Lo que la socialdemocracia fue
Hay que empezar por el steel man. La socialdemocracia europea es, probablemente, el proyecto político más exitoso del siglo XX en términos de bienestar colectivo. Entre 1945 y 1975 —los treinta gloriosos, les trente glorieuses— construyó en Europa occidental algo que no había existido antes: sociedades donde la mayoría de la población tenía acceso a sanidad, educación, pensiones, vivienda digna y protección frente al desempleo. Sociedades donde la desigualdad se redujo drásticamente, donde la movilidad social ascendente fue real, donde el trabajo se dignificó con derechos, salarios crecientes y jornadas limitadas.
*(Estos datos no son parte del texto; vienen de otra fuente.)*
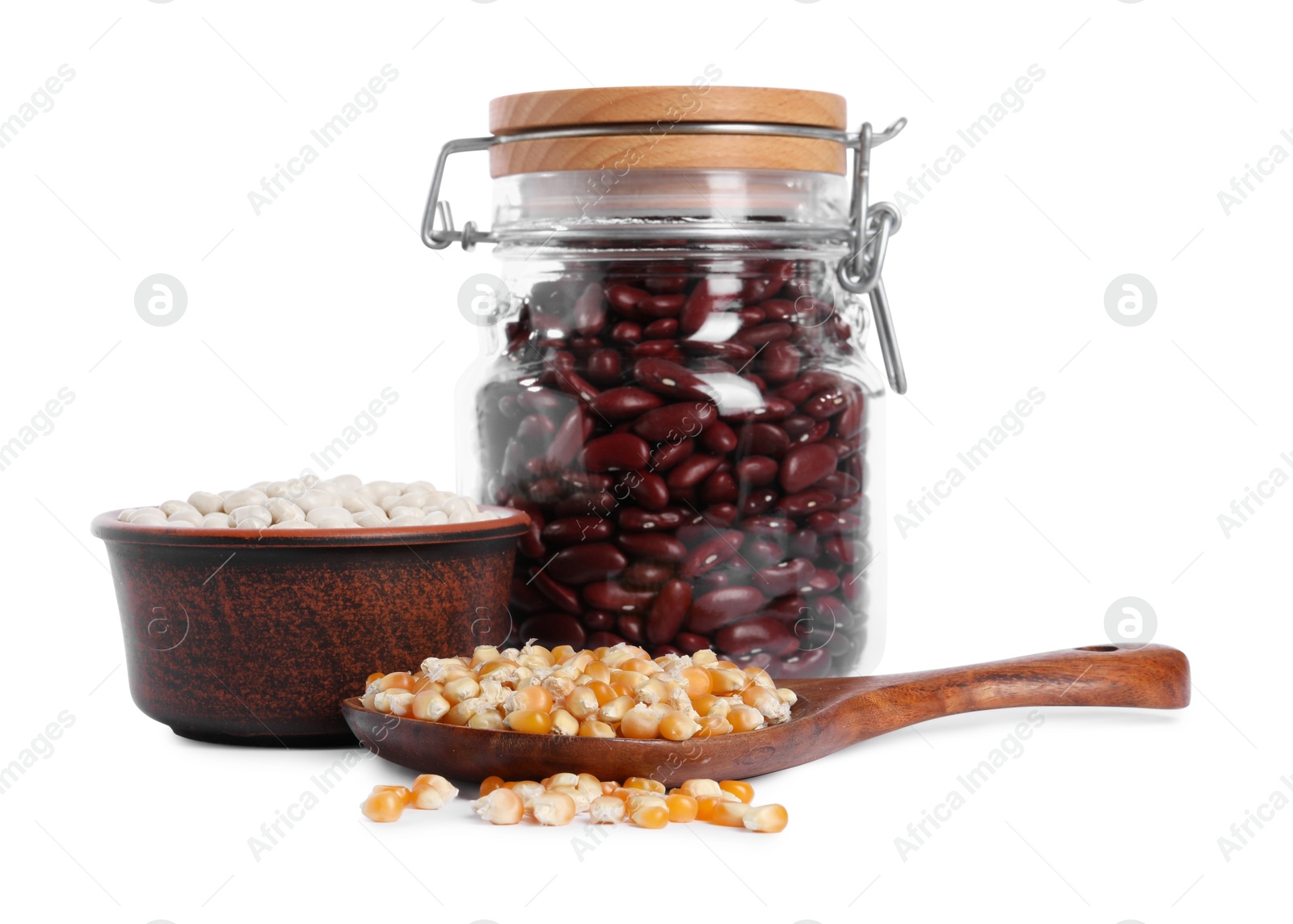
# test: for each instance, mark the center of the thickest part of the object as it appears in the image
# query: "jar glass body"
(674, 388)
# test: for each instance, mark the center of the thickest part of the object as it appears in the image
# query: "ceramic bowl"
(255, 637)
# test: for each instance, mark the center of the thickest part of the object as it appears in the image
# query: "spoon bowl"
(831, 714)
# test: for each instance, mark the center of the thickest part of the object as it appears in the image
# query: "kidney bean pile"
(692, 464)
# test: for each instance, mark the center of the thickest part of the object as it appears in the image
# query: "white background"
(297, 318)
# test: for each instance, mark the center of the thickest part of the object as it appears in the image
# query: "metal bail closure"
(872, 226)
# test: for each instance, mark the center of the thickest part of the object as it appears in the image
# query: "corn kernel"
(769, 818)
(501, 807)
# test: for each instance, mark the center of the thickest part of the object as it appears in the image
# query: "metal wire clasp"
(870, 226)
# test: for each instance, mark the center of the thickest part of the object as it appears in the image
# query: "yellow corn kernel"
(678, 725)
(595, 729)
(532, 721)
(564, 724)
(491, 783)
(701, 788)
(488, 721)
(617, 708)
(605, 811)
(553, 808)
(697, 680)
(737, 788)
(724, 682)
(651, 817)
(383, 805)
(730, 814)
(582, 702)
(461, 689)
(533, 697)
(639, 723)
(501, 807)
(427, 796)
(713, 725)
(588, 785)
(603, 691)
(769, 818)
(431, 706)
(682, 808)
(745, 719)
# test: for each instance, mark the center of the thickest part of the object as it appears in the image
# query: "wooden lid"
(657, 148)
No fue perfecto —las mujeres seguían subordinadas, las colonias seguían explotadas, los migrantes seguían excluidos—, pero fue un salto civilizatorio sin precedentes en la organización de sociedades industriales.
El mecanismo era elegante en su sencillez: mantener el capitalismo como motor productivo pero redistribuir sus frutos mediante impuestos progresivos, servicios públicos universales y negociación colectiva. No abolir la propiedad privada de los medios de producción sino poner límites a lo que los propietarios podían hacer con ella. No eliminar el mercado sino embridarlo con regulación, derechos laborales y Estado de bienestar. Capitalismo con rostro humano. El gran pacto entre capital y trabajo que funcionó mientras ambas partes tuvieron incentivos para respetarlo.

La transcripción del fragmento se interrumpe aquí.